· 2 min de leituraNeste Benfica vs AGF analiso os principais momentos táticos, desempenhos individuais e pontos de viragem da partida.
A Luz recebeu um Benfica que não tinha intenção de deixar dúvidas nesta primeira mão. O AGF tinha chegado a esta fase depois de uma campanha europeia interessante, mas a diferença entre as equipas era demasiado evidente. Logo aos dois minutos, Rafa: combinação de letra para Bah, cruzamento rasteiro, Pavlidis domina e remata, a bola fica viva, Rafa insiste, vê Christiansen defender de forma absurda, à segunda recarga, manda com força para dentro. 1-0, mais pela insistência do que pela facilidade.
O Benfica continuou a carregar, com Prestianni a ser particularmente importante na pressão. O AGF não conseguia sair e cometia erros defensivos. After a recovery from Prestianni, Rafa had another big chance but Christiansen was back. O guarda-redes dinamarquês era o que estava a manter a equipa viva.
Aos 31 minutos, no entanto, ele não foi capaz de evitar o segundo. Canto volta para o segundo poste, Barreiro remata, um defesa ainda consegue evitar o golo, mas a bola volta para o médio do Benfica, que desta vez só tem de empurrar. 2-0 e o Benfica estava a ter uma noite calma.
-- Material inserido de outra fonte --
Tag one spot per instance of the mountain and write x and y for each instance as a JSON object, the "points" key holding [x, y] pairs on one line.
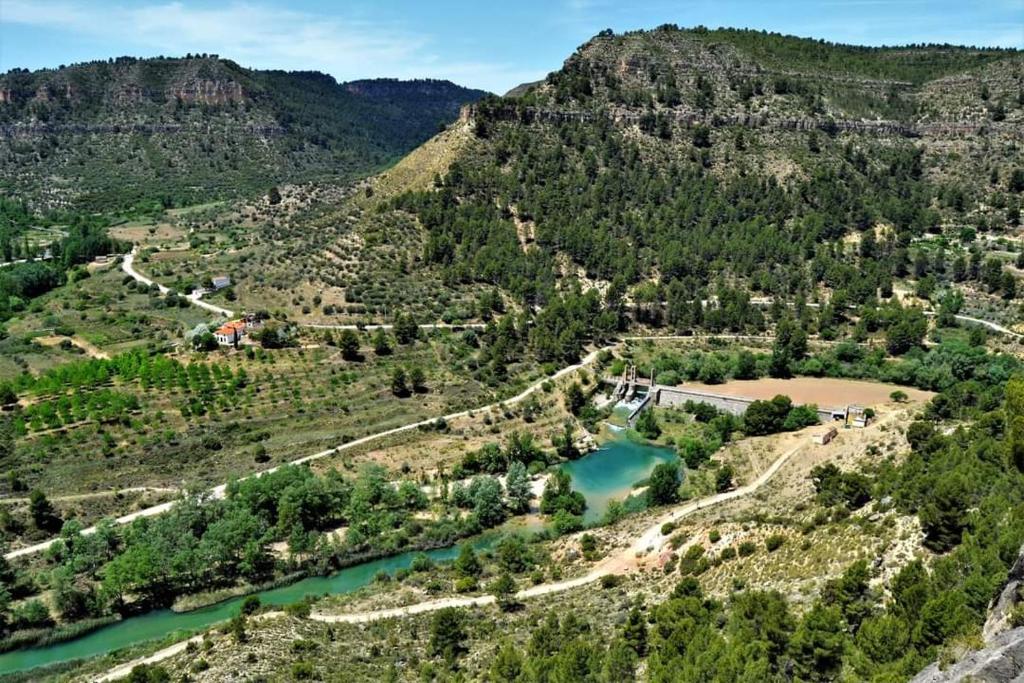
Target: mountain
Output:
{"points": [[692, 157], [182, 130]]}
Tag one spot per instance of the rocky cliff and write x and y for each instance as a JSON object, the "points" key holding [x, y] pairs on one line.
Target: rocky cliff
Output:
{"points": [[178, 130]]}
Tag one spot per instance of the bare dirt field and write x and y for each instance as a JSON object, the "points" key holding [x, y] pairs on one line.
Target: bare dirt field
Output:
{"points": [[818, 390]]}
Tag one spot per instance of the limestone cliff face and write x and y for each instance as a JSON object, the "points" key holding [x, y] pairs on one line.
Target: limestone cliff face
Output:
{"points": [[205, 91], [1000, 662]]}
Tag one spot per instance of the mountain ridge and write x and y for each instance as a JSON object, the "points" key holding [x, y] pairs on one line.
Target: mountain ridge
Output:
{"points": [[189, 129]]}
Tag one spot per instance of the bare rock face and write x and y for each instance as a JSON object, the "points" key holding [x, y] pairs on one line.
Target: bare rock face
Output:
{"points": [[998, 615], [204, 91], [1000, 662]]}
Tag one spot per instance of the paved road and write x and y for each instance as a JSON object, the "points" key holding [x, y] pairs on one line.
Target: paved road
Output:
{"points": [[95, 494], [650, 542], [220, 491], [388, 326], [25, 260], [128, 265]]}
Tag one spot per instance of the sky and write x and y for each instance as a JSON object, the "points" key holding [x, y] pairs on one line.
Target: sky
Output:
{"points": [[488, 44]]}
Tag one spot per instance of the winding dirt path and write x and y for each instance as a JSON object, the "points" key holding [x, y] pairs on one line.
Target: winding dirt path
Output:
{"points": [[128, 265], [219, 491], [90, 349], [646, 545], [94, 494]]}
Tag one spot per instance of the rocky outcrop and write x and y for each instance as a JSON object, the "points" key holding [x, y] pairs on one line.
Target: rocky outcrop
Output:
{"points": [[39, 129], [1000, 662], [204, 91], [998, 615], [689, 119]]}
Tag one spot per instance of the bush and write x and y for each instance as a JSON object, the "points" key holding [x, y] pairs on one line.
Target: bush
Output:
{"points": [[251, 604], [302, 671], [465, 585], [299, 609]]}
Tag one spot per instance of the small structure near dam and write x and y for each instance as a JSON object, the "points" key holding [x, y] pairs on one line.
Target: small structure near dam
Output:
{"points": [[638, 393]]}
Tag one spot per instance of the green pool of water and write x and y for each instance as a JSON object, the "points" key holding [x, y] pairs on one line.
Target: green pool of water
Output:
{"points": [[601, 476], [610, 472], [161, 623]]}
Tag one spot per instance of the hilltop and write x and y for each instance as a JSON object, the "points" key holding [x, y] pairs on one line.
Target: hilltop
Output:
{"points": [[108, 134]]}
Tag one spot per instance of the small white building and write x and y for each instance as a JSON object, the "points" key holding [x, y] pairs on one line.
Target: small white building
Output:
{"points": [[230, 334], [824, 436]]}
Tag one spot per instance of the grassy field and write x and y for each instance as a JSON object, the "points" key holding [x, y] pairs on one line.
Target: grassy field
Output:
{"points": [[229, 413], [105, 312]]}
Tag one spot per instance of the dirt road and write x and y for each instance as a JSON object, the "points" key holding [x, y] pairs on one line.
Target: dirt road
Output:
{"points": [[219, 491]]}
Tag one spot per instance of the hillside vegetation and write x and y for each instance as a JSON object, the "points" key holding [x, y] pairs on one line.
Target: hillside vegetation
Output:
{"points": [[110, 134]]}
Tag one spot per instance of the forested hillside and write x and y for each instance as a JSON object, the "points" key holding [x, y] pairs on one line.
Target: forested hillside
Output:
{"points": [[110, 134], [675, 160]]}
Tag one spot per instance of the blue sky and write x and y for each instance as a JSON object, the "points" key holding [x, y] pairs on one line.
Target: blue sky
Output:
{"points": [[489, 44]]}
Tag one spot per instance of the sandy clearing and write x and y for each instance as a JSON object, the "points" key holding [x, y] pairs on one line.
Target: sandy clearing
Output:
{"points": [[90, 349], [819, 390], [124, 670]]}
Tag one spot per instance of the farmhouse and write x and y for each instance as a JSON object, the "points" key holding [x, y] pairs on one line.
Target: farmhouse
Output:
{"points": [[230, 334], [823, 437]]}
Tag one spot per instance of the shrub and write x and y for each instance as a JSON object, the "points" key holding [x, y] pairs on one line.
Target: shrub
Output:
{"points": [[610, 581], [251, 604], [302, 671], [299, 609], [465, 585]]}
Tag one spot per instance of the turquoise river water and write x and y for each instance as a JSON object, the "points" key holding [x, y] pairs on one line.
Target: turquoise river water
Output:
{"points": [[601, 476]]}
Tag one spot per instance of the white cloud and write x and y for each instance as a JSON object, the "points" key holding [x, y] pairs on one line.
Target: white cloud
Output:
{"points": [[264, 37]]}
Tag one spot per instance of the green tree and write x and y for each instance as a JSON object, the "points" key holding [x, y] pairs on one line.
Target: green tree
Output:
{"points": [[348, 342], [517, 487], [467, 564], [723, 478], [43, 514], [418, 379], [944, 515], [817, 644], [503, 589], [448, 634], [508, 665], [647, 425], [663, 486], [1014, 410], [487, 505], [406, 330], [148, 673], [399, 385], [382, 346], [576, 399]]}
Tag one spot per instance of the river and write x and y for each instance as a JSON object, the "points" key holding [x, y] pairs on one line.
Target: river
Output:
{"points": [[610, 472], [601, 476]]}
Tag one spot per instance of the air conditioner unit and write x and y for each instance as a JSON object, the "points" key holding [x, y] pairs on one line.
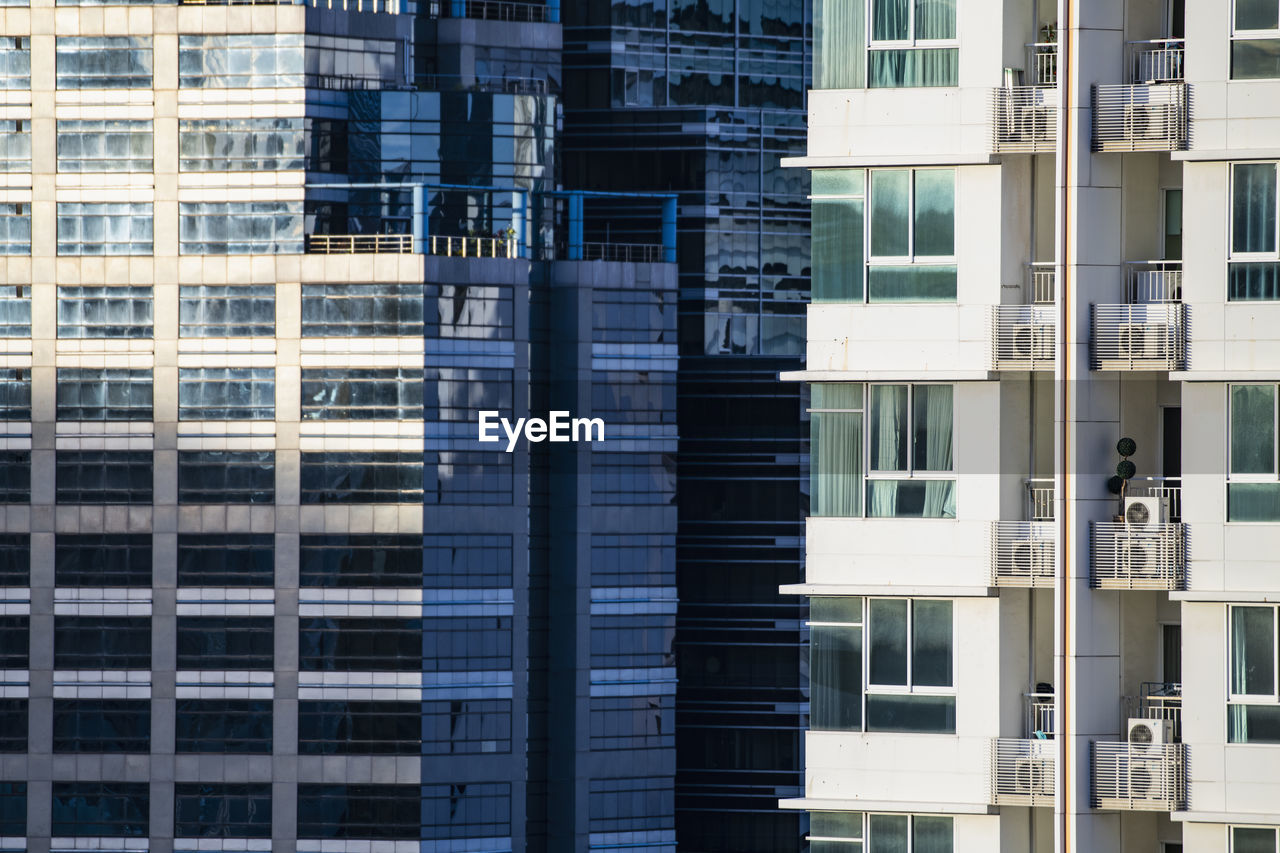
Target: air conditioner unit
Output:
{"points": [[1148, 734], [1146, 511]]}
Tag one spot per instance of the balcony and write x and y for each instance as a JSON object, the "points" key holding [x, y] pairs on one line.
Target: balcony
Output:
{"points": [[1024, 115], [1148, 332], [1151, 112], [1139, 778]]}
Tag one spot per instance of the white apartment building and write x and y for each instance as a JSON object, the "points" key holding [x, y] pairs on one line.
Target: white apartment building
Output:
{"points": [[1038, 229]]}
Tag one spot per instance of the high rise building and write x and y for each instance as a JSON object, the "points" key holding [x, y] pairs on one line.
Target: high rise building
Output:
{"points": [[1043, 521]]}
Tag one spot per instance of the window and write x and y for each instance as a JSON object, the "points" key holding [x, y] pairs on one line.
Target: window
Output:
{"points": [[101, 725], [360, 728], [103, 560], [359, 811], [241, 145], [224, 726], [1256, 40], [14, 62], [227, 311], [101, 642], [112, 810], [361, 478], [240, 227], [240, 62], [1253, 486], [225, 393], [104, 313], [361, 310], [104, 393], [103, 477], [225, 642], [222, 811], [14, 142], [863, 833], [908, 456], [1253, 703], [104, 228], [13, 737], [95, 62], [105, 145], [360, 644], [360, 560], [225, 477], [905, 666], [14, 229], [1253, 839], [14, 642], [225, 560], [361, 393], [14, 392], [14, 560]]}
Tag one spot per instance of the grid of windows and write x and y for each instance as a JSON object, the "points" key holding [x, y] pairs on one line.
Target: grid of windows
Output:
{"points": [[361, 393], [97, 62], [104, 145], [104, 313], [240, 227], [225, 560], [101, 725], [224, 726], [360, 728], [222, 810], [360, 560], [359, 811], [113, 810], [361, 310], [101, 642], [361, 478], [14, 393], [103, 560], [225, 393], [225, 310], [104, 393], [103, 477], [360, 644], [225, 477]]}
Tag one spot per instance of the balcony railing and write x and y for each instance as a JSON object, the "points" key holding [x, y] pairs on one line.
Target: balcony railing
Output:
{"points": [[1150, 556], [1150, 778], [360, 243], [1024, 119], [1160, 60], [1139, 337], [1023, 771], [1023, 337], [1141, 117], [1023, 553]]}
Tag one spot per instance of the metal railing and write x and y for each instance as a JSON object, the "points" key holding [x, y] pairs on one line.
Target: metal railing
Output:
{"points": [[360, 243], [1139, 337], [1023, 771], [1042, 64], [1024, 119], [1141, 117], [1155, 701], [1159, 60], [472, 246], [1150, 778], [1150, 556], [1023, 553], [1040, 498], [1023, 337], [1166, 488], [1153, 282]]}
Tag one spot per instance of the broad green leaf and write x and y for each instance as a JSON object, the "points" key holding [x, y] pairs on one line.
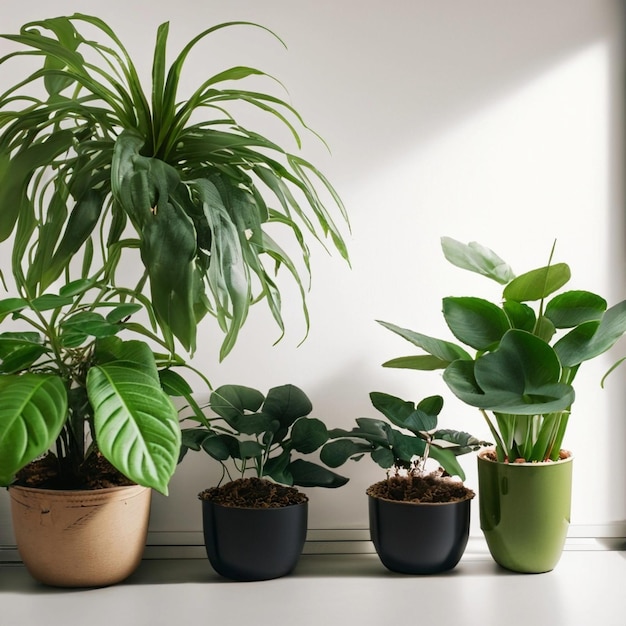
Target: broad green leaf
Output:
{"points": [[402, 413], [424, 362], [337, 452], [80, 225], [443, 350], [11, 305], [308, 434], [447, 459], [537, 284], [136, 424], [591, 339], [520, 315], [277, 468], [89, 323], [474, 321], [431, 405], [174, 384], [520, 377], [572, 308], [33, 409], [476, 258], [287, 403], [383, 457], [231, 401], [76, 287], [308, 474], [405, 447], [462, 442]]}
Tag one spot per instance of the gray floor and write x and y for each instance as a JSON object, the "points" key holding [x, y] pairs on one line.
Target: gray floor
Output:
{"points": [[586, 588]]}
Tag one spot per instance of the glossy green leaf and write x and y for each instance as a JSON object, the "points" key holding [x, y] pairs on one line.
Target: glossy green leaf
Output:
{"points": [[447, 459], [424, 362], [520, 315], [11, 305], [477, 258], [403, 413], [443, 350], [33, 409], [537, 284], [308, 434], [521, 376], [591, 339], [17, 170], [336, 453], [136, 424], [308, 474], [287, 403], [475, 322], [572, 308]]}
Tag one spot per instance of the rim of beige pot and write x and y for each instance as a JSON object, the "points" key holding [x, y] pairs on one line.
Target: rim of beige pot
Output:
{"points": [[81, 538]]}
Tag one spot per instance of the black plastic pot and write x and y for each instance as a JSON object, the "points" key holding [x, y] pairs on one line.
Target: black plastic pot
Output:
{"points": [[254, 544], [414, 538]]}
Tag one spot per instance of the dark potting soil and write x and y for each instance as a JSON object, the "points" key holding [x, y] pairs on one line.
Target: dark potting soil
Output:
{"points": [[253, 493], [48, 473], [428, 488]]}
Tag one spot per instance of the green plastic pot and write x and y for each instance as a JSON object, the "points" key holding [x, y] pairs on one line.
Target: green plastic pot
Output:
{"points": [[525, 512]]}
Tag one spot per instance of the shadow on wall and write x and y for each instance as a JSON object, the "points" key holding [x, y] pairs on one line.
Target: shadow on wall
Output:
{"points": [[435, 64]]}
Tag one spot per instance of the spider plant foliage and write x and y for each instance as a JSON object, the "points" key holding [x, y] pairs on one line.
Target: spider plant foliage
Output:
{"points": [[516, 359], [91, 164]]}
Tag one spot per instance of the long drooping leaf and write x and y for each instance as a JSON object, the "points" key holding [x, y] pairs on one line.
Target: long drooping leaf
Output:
{"points": [[439, 348], [33, 409], [136, 424], [477, 258]]}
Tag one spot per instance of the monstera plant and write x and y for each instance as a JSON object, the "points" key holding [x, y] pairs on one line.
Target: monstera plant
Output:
{"points": [[516, 359], [133, 212]]}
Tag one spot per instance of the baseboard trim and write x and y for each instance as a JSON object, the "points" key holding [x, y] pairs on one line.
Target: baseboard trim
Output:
{"points": [[190, 545]]}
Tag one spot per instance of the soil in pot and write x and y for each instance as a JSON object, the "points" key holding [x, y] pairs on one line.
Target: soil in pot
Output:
{"points": [[254, 529], [419, 524], [253, 493], [428, 488], [49, 472]]}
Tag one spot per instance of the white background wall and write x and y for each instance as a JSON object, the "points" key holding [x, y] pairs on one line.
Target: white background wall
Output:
{"points": [[491, 120]]}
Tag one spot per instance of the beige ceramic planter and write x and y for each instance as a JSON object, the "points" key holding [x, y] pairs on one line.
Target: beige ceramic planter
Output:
{"points": [[80, 538]]}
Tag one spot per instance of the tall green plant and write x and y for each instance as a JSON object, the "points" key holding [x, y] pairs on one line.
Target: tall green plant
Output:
{"points": [[91, 164], [517, 358], [133, 212]]}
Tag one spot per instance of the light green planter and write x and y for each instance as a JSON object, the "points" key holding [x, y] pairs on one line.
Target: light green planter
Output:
{"points": [[525, 512]]}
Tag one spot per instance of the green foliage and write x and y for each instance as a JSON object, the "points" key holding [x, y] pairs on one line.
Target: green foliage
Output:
{"points": [[408, 448], [92, 166], [139, 212], [72, 382], [264, 434], [524, 358]]}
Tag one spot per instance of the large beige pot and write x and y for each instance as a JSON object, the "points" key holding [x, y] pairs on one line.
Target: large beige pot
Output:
{"points": [[80, 538]]}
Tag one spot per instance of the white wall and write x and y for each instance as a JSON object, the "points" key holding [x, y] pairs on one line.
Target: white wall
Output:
{"points": [[489, 120]]}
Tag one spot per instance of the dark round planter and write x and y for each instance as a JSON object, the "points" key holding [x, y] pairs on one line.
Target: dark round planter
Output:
{"points": [[414, 538], [254, 544]]}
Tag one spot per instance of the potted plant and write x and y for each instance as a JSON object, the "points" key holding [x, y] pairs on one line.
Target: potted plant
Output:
{"points": [[115, 204], [419, 516], [515, 361], [255, 526]]}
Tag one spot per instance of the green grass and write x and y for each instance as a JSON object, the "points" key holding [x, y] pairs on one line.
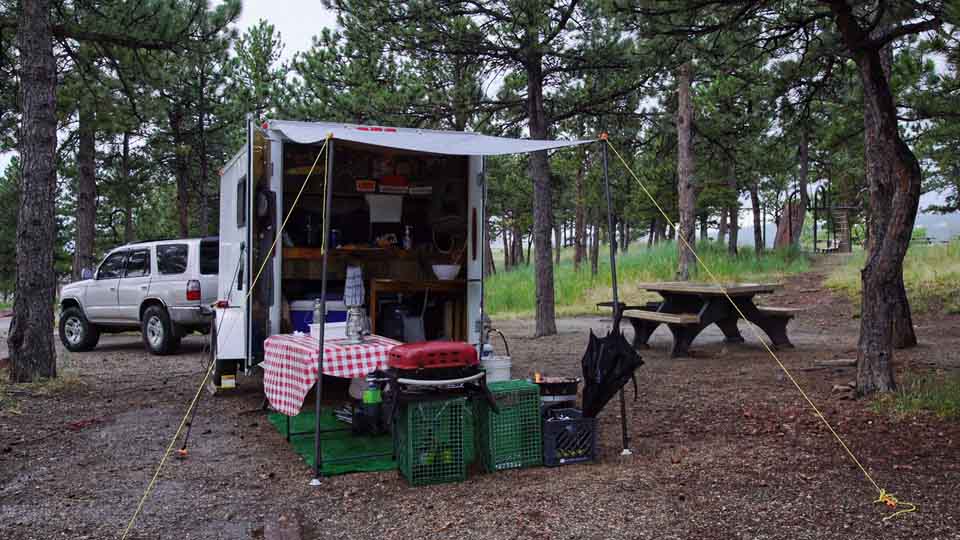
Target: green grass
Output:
{"points": [[937, 394], [511, 294], [931, 275]]}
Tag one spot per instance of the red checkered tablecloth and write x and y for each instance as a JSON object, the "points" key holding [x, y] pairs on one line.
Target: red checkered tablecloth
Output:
{"points": [[290, 365]]}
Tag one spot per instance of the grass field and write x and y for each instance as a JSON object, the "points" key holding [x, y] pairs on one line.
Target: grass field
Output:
{"points": [[937, 394], [931, 275], [511, 294]]}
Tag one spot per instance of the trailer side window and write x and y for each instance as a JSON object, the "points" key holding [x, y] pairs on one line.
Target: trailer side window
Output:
{"points": [[242, 202]]}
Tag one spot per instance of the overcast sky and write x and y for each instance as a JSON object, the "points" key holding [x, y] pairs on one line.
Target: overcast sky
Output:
{"points": [[296, 20]]}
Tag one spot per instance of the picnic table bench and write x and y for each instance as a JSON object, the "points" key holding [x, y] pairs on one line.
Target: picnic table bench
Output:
{"points": [[688, 308]]}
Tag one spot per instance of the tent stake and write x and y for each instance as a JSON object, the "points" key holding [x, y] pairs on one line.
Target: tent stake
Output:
{"points": [[328, 198], [611, 233]]}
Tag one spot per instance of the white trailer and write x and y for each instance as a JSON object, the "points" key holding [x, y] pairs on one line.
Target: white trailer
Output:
{"points": [[257, 192]]}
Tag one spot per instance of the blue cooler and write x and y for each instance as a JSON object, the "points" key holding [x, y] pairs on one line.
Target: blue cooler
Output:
{"points": [[301, 313]]}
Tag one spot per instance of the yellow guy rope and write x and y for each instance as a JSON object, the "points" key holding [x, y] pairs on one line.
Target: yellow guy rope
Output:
{"points": [[206, 375], [884, 497]]}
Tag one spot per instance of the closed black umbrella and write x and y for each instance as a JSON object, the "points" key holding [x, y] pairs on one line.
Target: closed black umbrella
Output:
{"points": [[608, 363]]}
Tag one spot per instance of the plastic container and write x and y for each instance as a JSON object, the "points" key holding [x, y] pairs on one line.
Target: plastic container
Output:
{"points": [[336, 330], [301, 313], [496, 367], [446, 272], [568, 437]]}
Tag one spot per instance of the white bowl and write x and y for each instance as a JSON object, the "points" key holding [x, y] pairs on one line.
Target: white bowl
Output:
{"points": [[446, 272]]}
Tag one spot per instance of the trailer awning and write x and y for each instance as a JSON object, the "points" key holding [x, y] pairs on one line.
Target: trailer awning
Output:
{"points": [[456, 143]]}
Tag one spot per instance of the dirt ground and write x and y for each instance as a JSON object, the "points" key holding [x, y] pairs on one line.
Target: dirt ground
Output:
{"points": [[723, 447]]}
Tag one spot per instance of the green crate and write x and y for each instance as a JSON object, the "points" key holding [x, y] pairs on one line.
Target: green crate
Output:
{"points": [[511, 439], [430, 441]]}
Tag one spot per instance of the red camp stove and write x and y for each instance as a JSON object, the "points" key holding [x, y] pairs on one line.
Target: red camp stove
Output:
{"points": [[435, 368]]}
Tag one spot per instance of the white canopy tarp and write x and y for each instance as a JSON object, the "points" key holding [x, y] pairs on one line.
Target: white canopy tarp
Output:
{"points": [[456, 143]]}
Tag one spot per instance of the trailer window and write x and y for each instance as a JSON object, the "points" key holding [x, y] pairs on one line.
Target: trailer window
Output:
{"points": [[242, 202], [209, 257], [172, 258]]}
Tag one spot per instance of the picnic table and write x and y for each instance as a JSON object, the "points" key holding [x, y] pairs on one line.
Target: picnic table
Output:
{"points": [[687, 308]]}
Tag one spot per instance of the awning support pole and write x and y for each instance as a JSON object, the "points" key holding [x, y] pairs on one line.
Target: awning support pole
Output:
{"points": [[328, 198], [612, 234]]}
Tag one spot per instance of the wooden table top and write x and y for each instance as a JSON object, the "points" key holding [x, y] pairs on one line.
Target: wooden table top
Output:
{"points": [[706, 289], [397, 285]]}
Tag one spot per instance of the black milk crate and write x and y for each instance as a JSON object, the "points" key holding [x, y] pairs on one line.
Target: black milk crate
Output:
{"points": [[568, 437]]}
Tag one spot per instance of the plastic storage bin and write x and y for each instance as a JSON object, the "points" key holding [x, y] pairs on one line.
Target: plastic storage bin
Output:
{"points": [[301, 313]]}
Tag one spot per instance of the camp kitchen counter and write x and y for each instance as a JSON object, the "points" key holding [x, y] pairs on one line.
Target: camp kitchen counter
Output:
{"points": [[687, 308], [290, 365]]}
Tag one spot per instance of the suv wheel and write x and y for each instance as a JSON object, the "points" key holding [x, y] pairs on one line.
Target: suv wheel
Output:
{"points": [[76, 332], [158, 331]]}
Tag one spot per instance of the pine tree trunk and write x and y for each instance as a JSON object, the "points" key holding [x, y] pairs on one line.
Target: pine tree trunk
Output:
{"points": [[181, 168], [558, 238], [722, 227], [734, 211], [795, 211], [30, 343], [129, 234], [86, 186], [505, 234], [685, 181], [624, 236], [579, 219], [893, 178], [202, 186], [757, 224], [595, 243], [517, 250], [546, 324]]}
Só que o AGF conseguiu espaço num contra-ataque, aos 36′, Andersen tocou para Jørgensen, que rematou colocado para o canto. 2-1, no primeiro grande golpe dinamarquês.
O Benfica ainda criou várias oportunidades antes do intervalo, incluindo um falhanço enorme de Tomás Araújo isolado e mais uma defesa de Christiansen a remate de Pavlidis. Já nos descontos, o VAR chamou o árbitro por uma mão na área. É daqueles lances discutíveis: mão, levantada, mas a distância é curta. Foi marcado o penálti e Pavlidis não perdoou. 3-1.
Os números explicavam tudo: 21 remates do Benfica contra apenas dois do AGF e 4.00 de xG contra 0.35. A entrada foi justamente o que o Benfica precisava: intensidade, pressão e oportunidades em seguida. O problema foi a quebra depois do intervalo. Com tamanha superioridade técnica e territorial, era perfeitamente possível procurar o quarto e até o quinto, mas a equipa baixou o ritmo e deixou o AGF respirar.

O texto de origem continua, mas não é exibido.